Tina Tarquinio, vice president of mainframe and Linux ONE product management at IBM, said the TelumII processor and Spyre accelerator are designed to deliver secure, energy efficient, high-performance enterprise computing solutions. These innovations from years of research and development will be incorporated into the next generation IBMZ platform to help customers leverage large language models and generative AI technologies at scale.
As the central processing unit for IBM's next-generation IBM Z and IBM Linux ONE platforms, the Telum II processor is expected to be available to IBM Z and Linux ONE customers in 2025, according to IBM. The IBM Spyre accelerator is still in the technology preview stage and is also expected to launch in 2025.

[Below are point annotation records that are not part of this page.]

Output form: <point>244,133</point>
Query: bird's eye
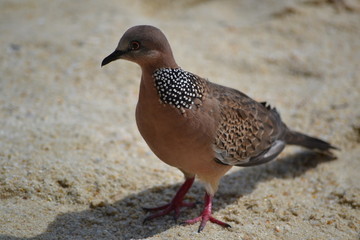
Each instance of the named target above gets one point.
<point>134,45</point>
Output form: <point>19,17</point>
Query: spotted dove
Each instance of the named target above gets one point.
<point>197,126</point>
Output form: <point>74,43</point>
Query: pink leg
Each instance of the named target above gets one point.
<point>175,204</point>
<point>206,215</point>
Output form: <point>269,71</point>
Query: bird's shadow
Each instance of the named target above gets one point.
<point>123,219</point>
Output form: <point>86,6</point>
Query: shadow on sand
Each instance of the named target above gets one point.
<point>124,219</point>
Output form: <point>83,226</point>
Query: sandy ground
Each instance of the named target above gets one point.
<point>73,165</point>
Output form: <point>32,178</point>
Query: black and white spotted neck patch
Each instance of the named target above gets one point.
<point>177,87</point>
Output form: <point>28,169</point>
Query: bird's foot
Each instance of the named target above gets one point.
<point>175,205</point>
<point>206,216</point>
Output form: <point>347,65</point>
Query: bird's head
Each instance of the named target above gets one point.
<point>144,45</point>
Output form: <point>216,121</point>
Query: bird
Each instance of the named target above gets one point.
<point>197,126</point>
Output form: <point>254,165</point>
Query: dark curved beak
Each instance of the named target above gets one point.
<point>112,57</point>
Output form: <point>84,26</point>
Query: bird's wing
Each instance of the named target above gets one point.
<point>249,133</point>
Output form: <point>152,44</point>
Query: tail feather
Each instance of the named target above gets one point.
<point>296,138</point>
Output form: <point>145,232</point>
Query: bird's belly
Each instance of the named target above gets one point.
<point>179,141</point>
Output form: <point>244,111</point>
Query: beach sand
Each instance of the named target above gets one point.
<point>74,166</point>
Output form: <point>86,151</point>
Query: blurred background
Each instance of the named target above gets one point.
<point>73,165</point>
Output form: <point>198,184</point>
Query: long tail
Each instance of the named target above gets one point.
<point>296,138</point>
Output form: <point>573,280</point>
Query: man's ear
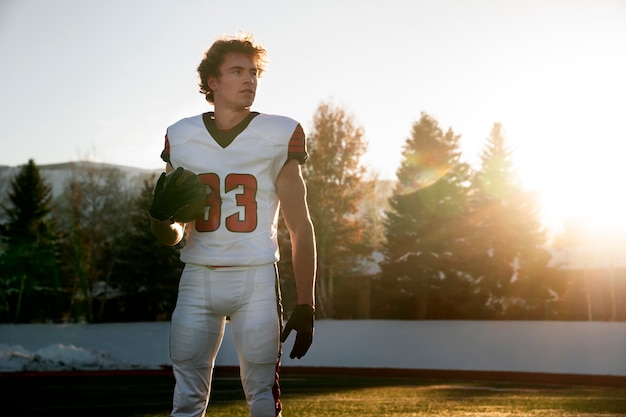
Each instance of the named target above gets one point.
<point>212,82</point>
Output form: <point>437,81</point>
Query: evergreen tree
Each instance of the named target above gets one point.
<point>334,177</point>
<point>422,273</point>
<point>95,214</point>
<point>146,272</point>
<point>508,233</point>
<point>28,264</point>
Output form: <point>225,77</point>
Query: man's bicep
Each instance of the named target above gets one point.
<point>291,192</point>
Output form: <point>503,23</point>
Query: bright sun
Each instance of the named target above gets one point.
<point>581,187</point>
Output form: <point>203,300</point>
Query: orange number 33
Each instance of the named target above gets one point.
<point>244,187</point>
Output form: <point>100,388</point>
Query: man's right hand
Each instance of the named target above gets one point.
<point>172,194</point>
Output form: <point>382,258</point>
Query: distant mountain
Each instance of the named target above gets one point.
<point>57,176</point>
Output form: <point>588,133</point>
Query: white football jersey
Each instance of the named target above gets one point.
<point>239,168</point>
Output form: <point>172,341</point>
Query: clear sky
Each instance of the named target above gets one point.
<point>102,80</point>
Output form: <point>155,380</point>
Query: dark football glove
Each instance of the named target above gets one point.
<point>301,320</point>
<point>172,194</point>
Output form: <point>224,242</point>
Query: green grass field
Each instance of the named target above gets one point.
<point>315,396</point>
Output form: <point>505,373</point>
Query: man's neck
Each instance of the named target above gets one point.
<point>227,119</point>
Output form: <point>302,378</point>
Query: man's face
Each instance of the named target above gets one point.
<point>236,85</point>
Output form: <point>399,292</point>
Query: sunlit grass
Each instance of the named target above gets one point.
<point>365,397</point>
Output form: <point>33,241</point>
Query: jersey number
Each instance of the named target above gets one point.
<point>244,186</point>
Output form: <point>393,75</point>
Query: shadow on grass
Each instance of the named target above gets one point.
<point>126,394</point>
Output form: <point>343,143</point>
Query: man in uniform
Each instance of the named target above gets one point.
<point>249,167</point>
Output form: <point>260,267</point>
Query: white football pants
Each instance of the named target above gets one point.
<point>206,295</point>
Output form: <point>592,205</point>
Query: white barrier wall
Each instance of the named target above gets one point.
<point>587,348</point>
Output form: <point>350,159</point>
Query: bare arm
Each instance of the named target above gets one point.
<point>167,232</point>
<point>292,194</point>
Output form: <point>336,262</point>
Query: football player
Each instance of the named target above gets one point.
<point>249,163</point>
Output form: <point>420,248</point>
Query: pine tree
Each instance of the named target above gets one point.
<point>146,272</point>
<point>334,177</point>
<point>29,275</point>
<point>507,230</point>
<point>422,274</point>
<point>94,214</point>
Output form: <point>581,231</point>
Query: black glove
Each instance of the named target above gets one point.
<point>172,194</point>
<point>301,321</point>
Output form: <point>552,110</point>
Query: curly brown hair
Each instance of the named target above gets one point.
<point>242,43</point>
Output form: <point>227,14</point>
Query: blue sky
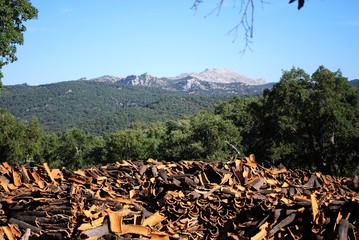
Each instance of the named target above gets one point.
<point>72,39</point>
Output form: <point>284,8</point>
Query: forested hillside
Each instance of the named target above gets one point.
<point>97,107</point>
<point>308,122</point>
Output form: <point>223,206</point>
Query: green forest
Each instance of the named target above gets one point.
<point>305,121</point>
<point>98,107</point>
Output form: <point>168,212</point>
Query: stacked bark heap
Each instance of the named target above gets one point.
<point>238,199</point>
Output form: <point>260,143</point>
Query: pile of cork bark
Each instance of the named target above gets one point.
<point>238,199</point>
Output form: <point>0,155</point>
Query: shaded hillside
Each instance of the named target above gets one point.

According to a recent Morgan Stanley research report, electricity demand for generative AI will surge at an annual rate of 75% in the next few years, and its energy consumption in 2026 May be comparable to Spain's annual energy consumption in 2022. People in the industry believe that it is increasingly important to support the right scale base model and hybrid architecture for AI workloads.
(Note: The article comes from the network, the information is for reference only, does not represent the views of this website, if there is infringement, please contact to delete!)